Principles of Analgesia in Patients with Opioid Dependence

Important considerations

Patients with an opioid dependency have 3 interlinked obstacles to effective pain management:

(1) Opioid-induced hyperalgesia (OIH), resulting in increased pain sensitivity;

(2) Opioid tolerance, leading to reduced effectiveness of opioids used to treat pain; and

(3) Opioid withdrawal, producing sympathetic stimulation and heightened stress responses if the usual opioids, such methadone or buprenorphine for opioid substitution therapy, are not given.

Multimodal analgesia

In patients with drug dependence it is essential to optimise non-opioid analgesia, ie simple analgesics and local anaesthetic blocks, to minimise the analgesic opioid needs.  

Pain transmission is complex with a multitude of receptors and transmitters.  With long-term opioid abuse, the endogenous opioid receptors become desensitised and tolerant, so that increasing amounts of opioid are needed to provide the same response.  By using drugs that act on the non-opioid parts of the pain pathway, we can optimise analgesia, and avoid or reduce the difficulty in using opioids for analgesia.

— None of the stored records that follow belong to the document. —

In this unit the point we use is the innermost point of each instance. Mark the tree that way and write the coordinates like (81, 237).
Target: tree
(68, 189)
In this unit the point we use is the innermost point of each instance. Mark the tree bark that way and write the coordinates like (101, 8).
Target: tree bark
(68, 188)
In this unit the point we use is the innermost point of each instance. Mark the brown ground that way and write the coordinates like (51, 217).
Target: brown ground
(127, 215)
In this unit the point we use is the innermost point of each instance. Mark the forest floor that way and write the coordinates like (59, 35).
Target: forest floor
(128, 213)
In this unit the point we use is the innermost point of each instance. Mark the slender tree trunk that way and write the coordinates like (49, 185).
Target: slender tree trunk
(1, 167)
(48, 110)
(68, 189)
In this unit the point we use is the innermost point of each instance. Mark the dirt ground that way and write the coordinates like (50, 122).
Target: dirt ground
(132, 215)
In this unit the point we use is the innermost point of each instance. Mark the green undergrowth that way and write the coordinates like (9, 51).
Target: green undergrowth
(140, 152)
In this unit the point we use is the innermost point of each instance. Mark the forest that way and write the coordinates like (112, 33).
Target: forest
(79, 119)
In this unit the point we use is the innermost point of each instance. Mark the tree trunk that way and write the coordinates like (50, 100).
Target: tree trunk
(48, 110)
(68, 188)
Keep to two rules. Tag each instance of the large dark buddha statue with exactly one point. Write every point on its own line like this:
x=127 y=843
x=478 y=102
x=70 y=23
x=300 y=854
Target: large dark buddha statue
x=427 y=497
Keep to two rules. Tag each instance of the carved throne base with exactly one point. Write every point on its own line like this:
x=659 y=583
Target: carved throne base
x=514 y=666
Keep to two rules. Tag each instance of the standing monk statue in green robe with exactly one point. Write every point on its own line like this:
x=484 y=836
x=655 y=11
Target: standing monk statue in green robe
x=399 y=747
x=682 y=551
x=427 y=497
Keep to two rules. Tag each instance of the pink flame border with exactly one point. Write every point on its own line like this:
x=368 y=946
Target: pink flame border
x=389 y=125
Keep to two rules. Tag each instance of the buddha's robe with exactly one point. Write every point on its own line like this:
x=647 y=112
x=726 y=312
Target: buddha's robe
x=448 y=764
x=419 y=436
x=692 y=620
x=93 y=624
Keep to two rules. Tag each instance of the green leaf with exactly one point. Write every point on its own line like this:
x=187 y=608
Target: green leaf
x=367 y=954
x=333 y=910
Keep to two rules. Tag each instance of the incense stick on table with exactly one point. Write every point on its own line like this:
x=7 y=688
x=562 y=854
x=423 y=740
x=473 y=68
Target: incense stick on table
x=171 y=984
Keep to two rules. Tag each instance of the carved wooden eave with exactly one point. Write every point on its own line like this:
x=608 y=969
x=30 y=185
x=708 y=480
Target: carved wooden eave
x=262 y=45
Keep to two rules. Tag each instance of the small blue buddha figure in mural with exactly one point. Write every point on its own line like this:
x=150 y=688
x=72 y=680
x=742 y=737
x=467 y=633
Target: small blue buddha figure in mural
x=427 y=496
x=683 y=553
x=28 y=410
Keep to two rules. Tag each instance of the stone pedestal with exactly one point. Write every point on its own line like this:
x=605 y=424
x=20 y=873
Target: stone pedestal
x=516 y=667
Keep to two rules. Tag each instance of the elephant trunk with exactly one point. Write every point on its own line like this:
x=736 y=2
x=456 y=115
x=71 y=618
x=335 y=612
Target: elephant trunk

Acute moderate or severe pain will still require additional strong opioid analgesia (eg morphine or oxycodone) for which the doses will usually need to be higher than usual.  Opioid analgesic dosing should be regular where possible.  If the patient requests multiple additional “prn” doses, the regular doses should be increased.

There is evidence of additive effects and/or cross-tolerance with barbiturates, opioids, benzodiazepines and phenothiazines in cannabis users, so they may require higher than usual doses of opioids for analgesia.

For opioid-addicted patients, heroin and diamorphine are not the same.  The diamorphine content of heroin is typically very low and not predictable.

In all patients, initial opioid doses should be in the low range and the response assessed and titrated as appropriate.   

Even with opioid tolerance, the risk of opioid side effects is unpredictable so these patients need very careful monitoring.